Berapa Lama Masa Kontrak PPPK BGN 2025? Simak Penjelasannya
Bagi kamu yang mengikuti seleksi PPPK Badan Gizi Nasional (BGN) Tahun Anggaran 2025, tentu ingin mengetahui berapa lama masa kontrak yang akan dijalani setelah dinyatakan lolos.
Setiap PPPK bekerja berdasarkan perjanjian kerja yang telah ditentukan durasinya, sesuai aturan pemerintah.
BGN sebelumnya telah membuka pendaftaran PPPK Tahap 2 2025 mulai Jumat, 5 Desember 2025. Seluruh proses pendaftaran dilakukan secara online melalui situs resmi yang telah disediakan.
Pada rekrutmen kali ini, terdapat 32.000 formasi, terdiri dari 31.250 formasi khusus dan 750 formasi umum, dengan kebutuhan lulusan D-III, D-IV, hingga S1 dari jurusan Ilmu Gizi, Gizi dan Dietetika, serta Akuntansi.
Aturan Pemerintah Mengenai Durasi Kontrak PPPK
Berdasarkan ketentuan dalam PP Nomor 49 Tahun 2018 tentang Manajemen PPPK, masa kontrak PPPK bisa mencapai 5 tahun, terutama bagi jabatan tertentu. Aturan tersebut tertulis dalam Pasal 37 ayat (5).
Namun, pemerintah juga menjelaskan bahwa kontrak kerja dapat ditetapkan lebih singkat, yakni minimal 1 tahun, seperti yang diatur dalam Pasal 37 ayat (1). Artinya, durasi kontrak PPPK tergantung kebutuhan dan kebijakan instansi masing-masing.
Ketentuan Khusus Masa Kontrak PPPK BGN 2025
Mengacu pada pengumuman resmi BGN untuk seleksi Tahap 2 2025, masa perjanjian kerja bagi PPPK yang lolos ditetapkan selama 3 tahun.

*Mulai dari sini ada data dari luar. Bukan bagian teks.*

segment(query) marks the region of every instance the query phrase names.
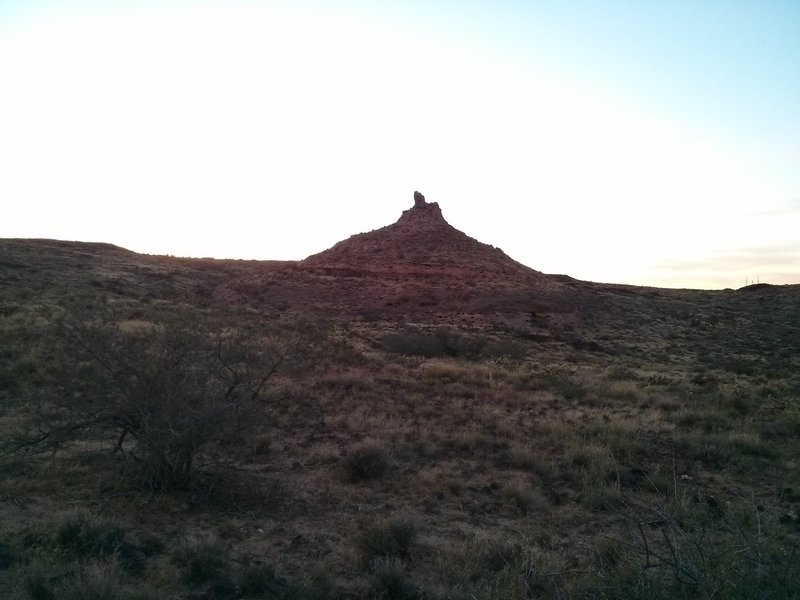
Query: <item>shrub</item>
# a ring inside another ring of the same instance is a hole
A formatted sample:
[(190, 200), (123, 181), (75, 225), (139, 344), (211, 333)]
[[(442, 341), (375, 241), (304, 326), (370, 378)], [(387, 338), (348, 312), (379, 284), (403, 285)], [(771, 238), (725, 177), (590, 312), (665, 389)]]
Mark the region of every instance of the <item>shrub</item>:
[(513, 467), (517, 469), (539, 470), (546, 461), (546, 456), (538, 449), (514, 442), (508, 451), (508, 458)]
[(139, 549), (145, 556), (156, 556), (164, 551), (164, 542), (157, 535), (147, 533), (139, 536)]
[(0, 571), (8, 569), (16, 562), (17, 558), (11, 548), (0, 543)]
[(513, 565), (522, 554), (519, 544), (508, 540), (492, 540), (479, 552), (479, 566), (490, 573), (498, 573)]
[(368, 525), (358, 547), (369, 561), (378, 557), (407, 557), (417, 537), (417, 527), (408, 517), (393, 517)]
[(600, 483), (585, 486), (581, 502), (592, 510), (610, 510), (620, 506), (622, 498), (616, 485)]
[(272, 565), (251, 564), (239, 573), (239, 589), (243, 596), (264, 597), (277, 592), (280, 582)]
[(39, 565), (29, 566), (22, 579), (28, 600), (56, 600), (51, 575)]
[(366, 444), (348, 452), (344, 468), (347, 478), (353, 483), (377, 479), (389, 468), (389, 458), (380, 446)]
[(254, 423), (249, 417), (270, 378), (306, 349), (305, 331), (274, 327), (215, 330), (173, 317), (130, 328), (109, 313), (67, 318), (58, 339), (70, 360), (53, 398), (63, 410), (33, 424), (37, 432), (17, 447), (55, 449), (99, 431), (116, 453), (133, 459), (140, 483), (184, 487), (196, 454)]
[[(426, 381), (474, 381), (473, 375), (475, 371), (476, 369), (472, 365), (445, 359), (423, 364), (422, 378)], [(485, 379), (485, 376), (483, 379)]]
[(582, 443), (567, 446), (565, 458), (573, 469), (584, 477), (605, 481), (614, 477), (614, 461), (604, 446)]
[(119, 600), (123, 597), (120, 575), (108, 565), (82, 570), (74, 581), (59, 590), (64, 600)]
[(80, 558), (111, 556), (125, 541), (125, 532), (114, 523), (90, 523), (84, 516), (65, 519), (56, 532), (56, 543)]
[(611, 383), (603, 386), (602, 393), (611, 400), (628, 403), (640, 402), (643, 398), (636, 382), (624, 379), (612, 380)]
[(608, 370), (608, 378), (611, 381), (636, 380), (639, 374), (625, 365), (614, 365)]
[(577, 375), (558, 368), (545, 368), (533, 374), (537, 389), (546, 389), (565, 400), (577, 400), (586, 395), (586, 386)]
[(230, 557), (219, 542), (184, 544), (176, 550), (173, 560), (183, 570), (183, 581), (188, 585), (224, 585), (230, 581)]
[(631, 424), (620, 421), (594, 421), (585, 429), (586, 437), (601, 444), (615, 455), (634, 456), (647, 449), (644, 436), (632, 428)]
[(484, 358), (522, 360), (527, 356), (528, 348), (515, 340), (504, 339), (481, 345), (479, 352)]
[(613, 567), (622, 559), (624, 553), (625, 545), (613, 537), (603, 537), (594, 545), (595, 560), (601, 568)]
[(775, 449), (764, 442), (756, 433), (745, 431), (730, 431), (725, 442), (737, 452), (747, 456), (772, 458), (776, 455)]
[(598, 547), (599, 581), (584, 597), (629, 597), (631, 585), (648, 598), (797, 597), (800, 575), (786, 561), (800, 548), (770, 531), (760, 510), (734, 501), (709, 518), (697, 495), (676, 494), (655, 510), (630, 512), (631, 537)]
[(541, 513), (548, 508), (547, 501), (542, 495), (533, 489), (521, 484), (515, 483), (506, 489), (508, 499), (523, 514)]
[(390, 352), (406, 356), (424, 356), (433, 358), (437, 356), (455, 356), (445, 335), (407, 331), (383, 338), (383, 344)]
[(141, 573), (146, 558), (163, 549), (152, 543), (138, 544), (119, 525), (95, 523), (84, 515), (67, 517), (56, 530), (56, 544), (62, 550), (80, 559), (115, 556), (131, 575)]
[(369, 582), (376, 598), (385, 600), (416, 600), (422, 594), (409, 580), (403, 563), (396, 558), (382, 558), (371, 566)]
[(408, 329), (384, 336), (383, 345), (395, 354), (425, 358), (522, 358), (527, 352), (525, 346), (513, 341), (492, 342), (483, 336), (464, 335), (449, 327), (437, 327), (432, 331)]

Setelah masa kontrak berakhir, kamu masih memiliki peluang mendapatkan perpanjangan sesuai kebutuhan instansi, dengan mempertimbangkan:
- Evaluasi kinerja
- Kesesuaian kompetensi
- Batas usia pensiun pada jabatan yang dilamar
Kapan PPPK BGN 2025 Mulai Bertugas?
PPPK mulai bekerja setelah kamu menerima Surat Keputusan (SK) pengangkatan dari instansi terkait.
Sebelum SK diterbitkan, kamu harus melewati proses:
- Lolos seleksi
- Mengisi Data Riwayat Hidup (DRH)
- Pengusulan Nomor Induk (NI) ke BKN
Pada seleksi PPPK BGN Tahap 2 Tahun 2025, hasil kelulusan diumumkan pada 5 Januari 2026. Pengisian DRH berlangsung 6–15 Januari 2026, dan pengusulan NI ke BKN dilakukan 16–25 Januari 2026.
Jika seluruh proses berjalan sesuai jadwal, PPPK BGN yang lolos seleksi diperkirakan mulai bekerja setelah 25 Januari 2026, setelah NI ditetapkan dan SK pengangkatan diterbitkan.